His fingers tugged at Tolya’s elbow. Tolya opened his eyes. Solovey held out a cigarette. Tolya looked at it, wanted it so badly that his mouth watered, fought with himself, knew that Solovey could see him fighting with himself, and turned his head quickly away because he wasn’t going to give Solovey the satisfaction.
Solovey returned the cigarette indifferently to his breast pocket. “How did your parents die?”

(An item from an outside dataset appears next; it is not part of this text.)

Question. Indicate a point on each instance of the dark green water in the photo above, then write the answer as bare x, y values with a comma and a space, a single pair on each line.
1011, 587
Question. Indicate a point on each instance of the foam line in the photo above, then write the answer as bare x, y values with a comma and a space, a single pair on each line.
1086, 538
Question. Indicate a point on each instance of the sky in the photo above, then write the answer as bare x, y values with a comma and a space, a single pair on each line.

He had to get his mind off that cigarette. “My father in the prison at Proskuriv,” he said.
“Political.”
“They said so.”
“Would you not?”
“I mean—he was one of the ones—when the Reds were trying to make us give up our land and go to the kolhosp—the collective farm…” He risked a glance to see whether Solovey understood.
“Yes,” Solovey said.
“He was one of the ones who resisted. But that’s not what they killed him for. Lots of people resisted.”
“What did they kill him for?”
“He confessed to something he didn’t do. So they asked him questions he couldn’t answer. He died under torture.”
Solovey flicked the ash from the tip of his cigarette and blew a soft, smoky breath. “What about your mother?”
Tolya swallowed quickly. “Against our garden wall, because she was Polish.”